An Accurate Altimetry Method for High-Altitude Airburst Fuze Based on Two-Dimensional Joint Extension Characteristics.

作者信息

Pan Liwen, Zhang Yao, Wang Qianyu, He Shuhuan, Pan Xi

机构信息

School of Mechatronical Engineering, Beijing Institute of Technology, Beijing 100081, China.

出版信息

Sensors (Basel). 2025 Apr 6;25(7):2329. doi: 10.3390/s25072329.

DOI:10.3390/s25072329
PMID:40218841
原文链接:https://pmc.ncbi.nlm.nih.gov/articles/PMC11991249/
Abstract

Considering the challenge of precise altimetry for high-altitude airburst fuzes, this paper proposes a two-dimensional joint extension characteristic altimetry method based on an improved constant false alarm rate (CFAR) detection and an accurate feature region extraction approach. First, an improved CFAR detection method with secondary protection windows is introduced to effectively mitigate the masking effect caused by conventional CFAR algorithms.
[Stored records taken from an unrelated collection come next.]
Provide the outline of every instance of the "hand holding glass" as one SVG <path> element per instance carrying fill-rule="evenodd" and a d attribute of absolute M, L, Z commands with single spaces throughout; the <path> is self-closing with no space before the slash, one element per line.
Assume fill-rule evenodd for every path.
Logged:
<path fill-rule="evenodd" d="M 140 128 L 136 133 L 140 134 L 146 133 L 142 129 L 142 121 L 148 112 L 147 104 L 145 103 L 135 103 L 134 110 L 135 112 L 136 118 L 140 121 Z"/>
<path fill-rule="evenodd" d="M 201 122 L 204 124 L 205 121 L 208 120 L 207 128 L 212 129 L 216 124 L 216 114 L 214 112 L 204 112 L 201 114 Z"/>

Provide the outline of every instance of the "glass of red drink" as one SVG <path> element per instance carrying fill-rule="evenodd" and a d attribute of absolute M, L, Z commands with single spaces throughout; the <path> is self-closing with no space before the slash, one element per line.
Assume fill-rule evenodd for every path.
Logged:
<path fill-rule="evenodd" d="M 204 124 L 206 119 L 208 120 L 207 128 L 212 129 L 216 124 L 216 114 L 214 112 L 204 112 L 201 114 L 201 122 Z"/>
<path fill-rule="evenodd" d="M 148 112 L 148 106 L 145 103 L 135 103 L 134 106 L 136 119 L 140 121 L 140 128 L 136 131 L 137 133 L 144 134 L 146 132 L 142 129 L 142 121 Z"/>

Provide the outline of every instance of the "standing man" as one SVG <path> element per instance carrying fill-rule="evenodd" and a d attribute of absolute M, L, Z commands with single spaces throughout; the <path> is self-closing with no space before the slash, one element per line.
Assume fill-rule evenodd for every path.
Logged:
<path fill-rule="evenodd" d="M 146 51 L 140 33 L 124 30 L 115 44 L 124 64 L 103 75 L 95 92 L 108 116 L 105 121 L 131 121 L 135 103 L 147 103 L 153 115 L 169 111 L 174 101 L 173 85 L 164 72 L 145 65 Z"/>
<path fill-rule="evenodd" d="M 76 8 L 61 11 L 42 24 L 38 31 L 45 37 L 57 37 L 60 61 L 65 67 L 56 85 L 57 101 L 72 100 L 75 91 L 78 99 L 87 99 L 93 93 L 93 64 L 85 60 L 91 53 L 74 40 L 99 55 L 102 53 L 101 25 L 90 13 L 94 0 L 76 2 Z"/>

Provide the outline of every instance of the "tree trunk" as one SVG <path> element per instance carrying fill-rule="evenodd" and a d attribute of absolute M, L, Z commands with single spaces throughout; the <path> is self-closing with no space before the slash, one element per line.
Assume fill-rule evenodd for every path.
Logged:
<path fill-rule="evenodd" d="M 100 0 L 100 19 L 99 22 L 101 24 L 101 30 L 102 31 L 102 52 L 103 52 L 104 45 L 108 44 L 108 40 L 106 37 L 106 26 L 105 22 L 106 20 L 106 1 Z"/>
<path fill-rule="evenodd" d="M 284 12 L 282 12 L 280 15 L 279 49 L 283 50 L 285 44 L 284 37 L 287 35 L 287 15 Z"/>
The fuze-to-ground distance-based height measurement is achieved by leveraging the geometric relationship between the maximum and minimum slant distances and the impact angle. Then, to enhance altimetry accuracy under low signal-to-noise ratio (SNR) conditions, a 2D joint accurate altimetry approach is implemented by integrating Doppler-dimension extension characteristics with the conventional range-based method. The estimated impact angle is further refined using the proposed feature region extraction method. The final results demonstrate that for high-altitude airburst fuzes operating at burst altitudes between 70 m and 100 m, the proposed 2D joint altimetry algorithm provides more accurate and robust distance measurements. Under an SNR of -10 dB, the root mean square error (RMSE) is less than 2.38 m, with an error rate of approximately 3%. Notably, even at an SNR of -15 dB, the RMSE remains below 4.76 m, with an error rate not exceeding 5%, highlighting the robustness of the proposed method under low-SNR conditions.

摘要

针对高空气爆引信精确测高面临的挑战,本文提出了一种基于改进的恒虚警率(CFAR)检测和精确特征区域提取方法的二维联合扩展特征测高方法。首先,引入一种带二级保护窗的改进CFAR检测方法,有效减轻传统CFAR算法造成的遮蔽效应。利用最大和最小斜距与着角之间的几何关系实现基于引信到地面距离的高度测量。然后,为提高低信噪比(SNR)条件下的测高精度,通过将多普勒维扩展特征与传统的基于距离的方法相结合,实现了一种二维联合精确测高方法。利用所提出的特征区域提取方法进一步细化估计的着角。最终结果表明,对于在70米至100米之间的爆高工作的高空气爆引信,所提出的二维联合测高算法提供了更准确、更稳健的距离测量。在SNR为-10 dB的情况下,均方根误差(RMSE)小于2.38米,误差率约为3%。值得注意的是,即使在SNR为-15 dB时,RMSE仍低于4.76米,误差率不超过5%,突出了所提出方法在低SNR条件下的稳健性。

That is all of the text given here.